«Atelier», l'arte della guerra poetica

Davide Brullo

Andrea Temporelli, che da tempo si è fatto fuori dalla banale bagarre letteraria, propagando, dalla sua solitudine, un romanzo-granata come Tutte le voci di questo aldilà (Guaraldi, 2015), ha deciso di pubblicare gli editoriali scritti per la rivista di Atelier nei 18 anni (dal 1996 al 2013) in cui ne ha retto, con audacia e follia, il timone. Per farla breve, questo è uno dei libri di «teoria letteraria» più folgoranti dell'ultimo decennio. Ecco perché.

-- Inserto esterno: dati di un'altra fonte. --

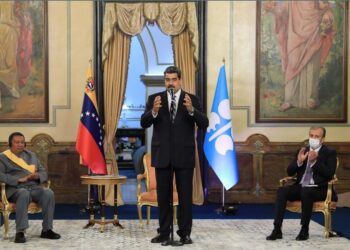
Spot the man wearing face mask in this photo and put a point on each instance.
(173, 114)
(314, 167)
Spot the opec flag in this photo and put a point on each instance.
(219, 147)
(89, 142)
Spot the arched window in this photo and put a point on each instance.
(151, 52)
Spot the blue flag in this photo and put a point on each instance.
(219, 147)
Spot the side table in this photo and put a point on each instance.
(102, 181)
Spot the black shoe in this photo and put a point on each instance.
(20, 238)
(276, 234)
(160, 239)
(186, 239)
(49, 234)
(303, 235)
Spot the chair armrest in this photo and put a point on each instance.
(139, 178)
(4, 199)
(3, 194)
(46, 184)
(287, 179)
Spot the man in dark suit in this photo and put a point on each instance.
(314, 166)
(23, 174)
(173, 114)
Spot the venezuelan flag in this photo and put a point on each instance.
(89, 142)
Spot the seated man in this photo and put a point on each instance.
(23, 174)
(314, 167)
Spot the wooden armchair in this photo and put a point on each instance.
(326, 207)
(7, 208)
(149, 197)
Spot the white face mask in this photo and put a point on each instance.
(314, 143)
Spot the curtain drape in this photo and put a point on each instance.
(122, 20)
(115, 76)
(184, 60)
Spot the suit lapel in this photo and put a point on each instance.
(180, 106)
(165, 104)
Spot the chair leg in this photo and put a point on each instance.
(139, 211)
(327, 223)
(148, 214)
(175, 215)
(6, 224)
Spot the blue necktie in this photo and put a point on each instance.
(172, 106)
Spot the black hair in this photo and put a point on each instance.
(13, 135)
(317, 127)
(173, 69)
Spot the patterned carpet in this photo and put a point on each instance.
(207, 234)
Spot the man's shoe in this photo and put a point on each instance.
(186, 239)
(20, 238)
(303, 235)
(160, 239)
(49, 234)
(276, 234)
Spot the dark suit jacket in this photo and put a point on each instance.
(323, 170)
(173, 143)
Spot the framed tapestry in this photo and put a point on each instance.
(301, 61)
(23, 62)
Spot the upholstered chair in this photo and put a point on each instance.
(149, 197)
(326, 207)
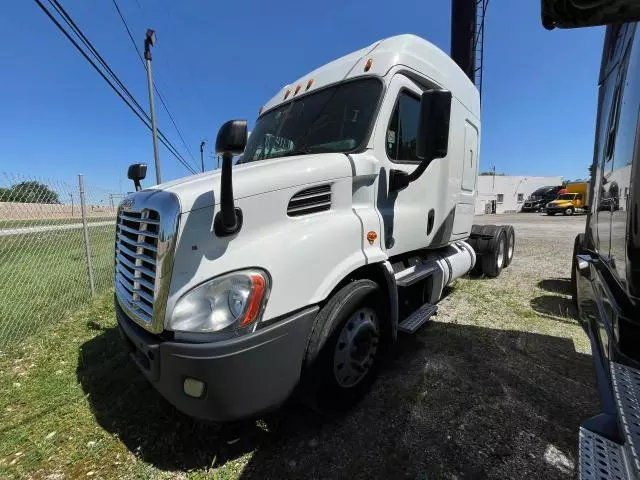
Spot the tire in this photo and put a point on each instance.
(493, 256)
(511, 244)
(578, 245)
(340, 365)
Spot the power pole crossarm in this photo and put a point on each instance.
(149, 41)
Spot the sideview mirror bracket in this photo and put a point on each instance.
(231, 140)
(137, 172)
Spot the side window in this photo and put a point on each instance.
(403, 129)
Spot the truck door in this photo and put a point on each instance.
(612, 86)
(405, 213)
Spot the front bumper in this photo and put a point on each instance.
(530, 208)
(557, 209)
(243, 377)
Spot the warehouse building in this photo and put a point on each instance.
(507, 193)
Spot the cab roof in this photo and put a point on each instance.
(419, 56)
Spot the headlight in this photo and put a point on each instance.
(233, 303)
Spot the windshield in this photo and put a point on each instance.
(335, 119)
(567, 196)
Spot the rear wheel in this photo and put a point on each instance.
(511, 243)
(344, 350)
(493, 256)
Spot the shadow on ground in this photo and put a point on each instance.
(457, 401)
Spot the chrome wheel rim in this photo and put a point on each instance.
(356, 348)
(500, 254)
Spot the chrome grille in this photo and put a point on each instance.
(135, 260)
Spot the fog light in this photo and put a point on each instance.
(193, 388)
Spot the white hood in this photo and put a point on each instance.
(203, 190)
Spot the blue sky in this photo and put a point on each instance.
(219, 60)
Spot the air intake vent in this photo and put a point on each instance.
(310, 200)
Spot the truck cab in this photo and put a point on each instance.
(341, 223)
(606, 257)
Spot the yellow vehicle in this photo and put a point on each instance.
(572, 201)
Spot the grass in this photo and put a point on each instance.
(43, 274)
(45, 222)
(496, 386)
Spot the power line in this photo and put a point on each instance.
(67, 18)
(166, 108)
(139, 112)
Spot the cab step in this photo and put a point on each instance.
(626, 390)
(418, 318)
(600, 458)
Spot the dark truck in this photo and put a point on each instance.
(539, 198)
(606, 259)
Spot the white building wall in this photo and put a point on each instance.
(508, 191)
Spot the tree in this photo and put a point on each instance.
(29, 192)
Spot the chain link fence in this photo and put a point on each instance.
(56, 250)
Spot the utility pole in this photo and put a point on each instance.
(149, 41)
(202, 154)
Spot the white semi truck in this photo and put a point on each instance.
(347, 215)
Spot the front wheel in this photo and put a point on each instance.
(344, 350)
(511, 244)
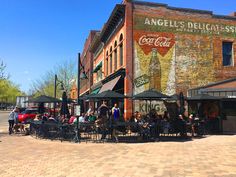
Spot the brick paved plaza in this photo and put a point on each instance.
(28, 156)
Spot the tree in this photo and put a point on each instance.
(8, 90)
(66, 72)
(3, 74)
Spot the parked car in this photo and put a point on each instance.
(28, 114)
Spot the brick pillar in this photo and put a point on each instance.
(128, 59)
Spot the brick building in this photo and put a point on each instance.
(146, 45)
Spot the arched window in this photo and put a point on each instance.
(121, 49)
(110, 59)
(107, 63)
(115, 56)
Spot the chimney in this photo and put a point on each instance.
(233, 14)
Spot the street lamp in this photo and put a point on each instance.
(55, 91)
(78, 109)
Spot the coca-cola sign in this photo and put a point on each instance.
(161, 41)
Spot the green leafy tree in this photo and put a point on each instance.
(3, 74)
(8, 90)
(45, 85)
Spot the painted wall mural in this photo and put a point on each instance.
(170, 60)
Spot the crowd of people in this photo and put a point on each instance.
(149, 125)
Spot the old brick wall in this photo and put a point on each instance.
(197, 55)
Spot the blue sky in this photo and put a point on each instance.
(36, 35)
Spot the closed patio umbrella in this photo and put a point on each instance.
(106, 95)
(150, 95)
(44, 99)
(64, 104)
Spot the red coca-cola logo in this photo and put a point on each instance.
(163, 42)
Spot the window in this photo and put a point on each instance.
(115, 56)
(111, 60)
(107, 64)
(121, 54)
(111, 63)
(227, 50)
(115, 59)
(99, 74)
(121, 49)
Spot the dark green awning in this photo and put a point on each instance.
(97, 67)
(95, 91)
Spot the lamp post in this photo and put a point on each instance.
(83, 76)
(55, 92)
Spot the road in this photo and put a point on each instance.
(3, 120)
(213, 156)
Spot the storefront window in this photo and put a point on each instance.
(111, 60)
(121, 49)
(227, 49)
(115, 59)
(99, 74)
(121, 54)
(107, 64)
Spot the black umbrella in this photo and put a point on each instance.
(181, 102)
(202, 97)
(44, 99)
(174, 97)
(64, 105)
(41, 108)
(106, 95)
(150, 95)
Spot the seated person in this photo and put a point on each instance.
(82, 118)
(71, 120)
(51, 119)
(92, 118)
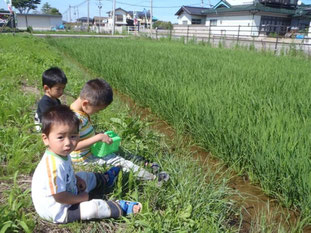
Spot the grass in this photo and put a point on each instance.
(250, 109)
(185, 204)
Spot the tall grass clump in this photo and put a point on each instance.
(248, 108)
(186, 203)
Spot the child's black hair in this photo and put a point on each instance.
(53, 76)
(98, 92)
(60, 114)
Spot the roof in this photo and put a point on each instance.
(84, 19)
(222, 3)
(139, 14)
(251, 8)
(39, 15)
(118, 10)
(191, 10)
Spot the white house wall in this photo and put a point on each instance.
(229, 25)
(184, 17)
(38, 22)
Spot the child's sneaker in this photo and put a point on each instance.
(128, 207)
(112, 174)
(155, 168)
(163, 177)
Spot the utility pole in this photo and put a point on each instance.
(113, 16)
(69, 13)
(100, 14)
(88, 14)
(151, 18)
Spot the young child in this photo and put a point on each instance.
(61, 196)
(95, 96)
(54, 82)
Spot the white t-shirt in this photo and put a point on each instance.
(54, 174)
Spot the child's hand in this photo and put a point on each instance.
(80, 184)
(105, 138)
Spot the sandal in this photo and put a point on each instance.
(112, 176)
(127, 206)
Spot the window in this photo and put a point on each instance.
(196, 21)
(119, 18)
(213, 22)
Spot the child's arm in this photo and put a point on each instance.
(69, 198)
(90, 141)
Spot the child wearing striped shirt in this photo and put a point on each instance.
(95, 96)
(61, 196)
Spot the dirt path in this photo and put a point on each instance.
(254, 202)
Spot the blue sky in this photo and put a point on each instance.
(163, 9)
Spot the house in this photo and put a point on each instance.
(120, 17)
(130, 18)
(249, 18)
(83, 21)
(6, 19)
(38, 22)
(100, 21)
(188, 15)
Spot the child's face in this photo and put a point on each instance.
(56, 91)
(62, 139)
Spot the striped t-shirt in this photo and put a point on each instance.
(54, 174)
(86, 131)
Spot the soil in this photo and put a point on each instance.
(251, 198)
(253, 201)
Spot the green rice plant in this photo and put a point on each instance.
(248, 108)
(26, 59)
(13, 217)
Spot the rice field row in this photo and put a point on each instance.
(170, 208)
(250, 109)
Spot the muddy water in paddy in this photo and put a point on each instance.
(253, 200)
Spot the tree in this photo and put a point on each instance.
(47, 9)
(24, 6)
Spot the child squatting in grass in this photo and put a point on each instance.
(54, 82)
(61, 196)
(95, 96)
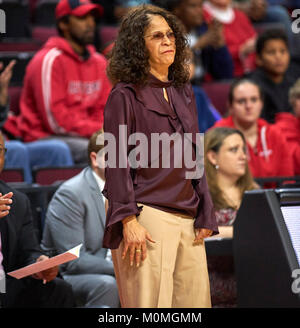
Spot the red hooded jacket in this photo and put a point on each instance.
(63, 94)
(271, 156)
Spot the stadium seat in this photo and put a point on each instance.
(44, 12)
(53, 175)
(261, 27)
(217, 92)
(108, 34)
(22, 59)
(12, 175)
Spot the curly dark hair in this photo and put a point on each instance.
(129, 59)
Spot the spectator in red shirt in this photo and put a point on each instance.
(239, 33)
(269, 153)
(65, 86)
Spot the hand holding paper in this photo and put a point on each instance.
(46, 267)
(46, 275)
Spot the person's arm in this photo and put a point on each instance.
(65, 220)
(51, 90)
(28, 246)
(218, 62)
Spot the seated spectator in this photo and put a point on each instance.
(65, 86)
(212, 59)
(260, 11)
(33, 154)
(265, 142)
(275, 73)
(239, 33)
(289, 123)
(74, 217)
(228, 177)
(19, 247)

Nell'aprile del 1996, vent'anni fa, un preside con il guizzo della critica letteraria (Giuliano Ladolfi) e il suo allievo pupillo (Marco Merlin) danno vita al «trimestrale di poesia critica letteratura» Atelier. In quel primo, archeologico numero, si indaga la figura di David Maria Turoldo e si affronta l'opera di Carlo Emilio Gadda. Tra i momenti apicali della rivista, l'antologia L'opera comune (1999), dove si radunano, ancora vergini, alcune delle voci più importanti di oggi (Laura Pugno, Elisa Biagini, Simone Cattaneo, Daniele Piccini, Andrea Ponso...), il numero monografico dedicato alla Giovane poesia europea (giugno 2003) e quello dei Racconti italiani (giugno 2005, con un non ancora vip Roberto Saviano) e la collana editoriale «Parsifal», dove sono accolti autori oggi coccolati dai grandi editori (da Nicola Gardini a Flavio Santi).

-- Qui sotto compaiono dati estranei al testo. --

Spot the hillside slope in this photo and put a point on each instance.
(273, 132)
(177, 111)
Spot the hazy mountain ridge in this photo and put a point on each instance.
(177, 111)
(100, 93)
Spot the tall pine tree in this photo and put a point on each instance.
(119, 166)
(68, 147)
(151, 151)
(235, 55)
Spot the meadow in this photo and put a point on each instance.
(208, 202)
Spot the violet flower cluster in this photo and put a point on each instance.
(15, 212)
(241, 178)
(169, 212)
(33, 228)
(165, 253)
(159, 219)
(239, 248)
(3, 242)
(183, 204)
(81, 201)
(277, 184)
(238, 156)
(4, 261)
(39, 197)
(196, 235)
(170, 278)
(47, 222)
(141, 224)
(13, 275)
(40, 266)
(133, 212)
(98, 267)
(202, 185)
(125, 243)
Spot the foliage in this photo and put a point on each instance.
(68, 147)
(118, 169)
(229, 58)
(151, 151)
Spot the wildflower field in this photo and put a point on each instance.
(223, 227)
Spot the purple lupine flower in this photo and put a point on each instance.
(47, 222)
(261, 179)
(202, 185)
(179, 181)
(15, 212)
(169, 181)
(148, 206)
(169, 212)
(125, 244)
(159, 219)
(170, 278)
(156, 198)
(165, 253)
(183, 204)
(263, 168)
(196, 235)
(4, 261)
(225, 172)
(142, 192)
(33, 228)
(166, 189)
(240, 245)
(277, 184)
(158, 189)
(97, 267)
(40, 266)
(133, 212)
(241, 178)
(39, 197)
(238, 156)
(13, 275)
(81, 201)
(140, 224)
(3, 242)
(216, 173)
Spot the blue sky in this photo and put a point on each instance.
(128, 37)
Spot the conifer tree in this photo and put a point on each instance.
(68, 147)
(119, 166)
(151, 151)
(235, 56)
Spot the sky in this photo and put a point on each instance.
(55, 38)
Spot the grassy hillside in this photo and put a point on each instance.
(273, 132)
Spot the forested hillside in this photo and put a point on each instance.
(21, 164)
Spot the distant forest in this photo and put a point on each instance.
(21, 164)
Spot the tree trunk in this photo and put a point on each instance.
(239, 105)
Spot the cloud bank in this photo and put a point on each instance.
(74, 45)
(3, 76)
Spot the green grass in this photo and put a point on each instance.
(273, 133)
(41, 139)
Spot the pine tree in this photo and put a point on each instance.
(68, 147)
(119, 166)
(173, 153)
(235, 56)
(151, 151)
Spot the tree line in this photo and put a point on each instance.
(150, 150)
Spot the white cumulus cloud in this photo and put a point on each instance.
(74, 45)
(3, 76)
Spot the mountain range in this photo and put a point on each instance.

Dietro la faccia da bravo ragazzo di Marco Merlin, si nasconde Andrea Temporelli - il suo eteronimo -, poeta di talento (nel 2005 pubblica da Einaudi Il cielo di Marte), critico feroce e temuto. Con i suoi editoriali, trimestre per trimestre, costruisce una specie di manuale del guerriero-poeta, una sorta di arte della guerra lirica. «Siamo convinti che bisogna pagare di persona ogni parola; ogni verso dev'essere un'offerta, ma totale, autentica». Il tomo, dal titolo etico Smarcamenti, affondi e fughe (Giuliano Ladolfi Editore, pagg. 400, euro 20), raccoglie anche gli incontri, sempre estremi, di Temporelli con Roberto Mussapi, Umberto Fiori, Tiziano Scarpa, Antonio Riccardi... Un libro che è lo specchio, al contrario, di un altro libro altrettanto decisivo, Lettere a nessuno, di Antonio Moresco. Solo che lì ci si ostinava a dar conto del proprio talento, nell'ottusità della grande editoria, qui si gioca al contrattacco: senza un filo di lamento, affilando la spada, costruendo una comunità. «Benedetto sia l'anonimato che ci permette la libertà degli infiltrati e l'allegria dei disperati», scrive Temporelli.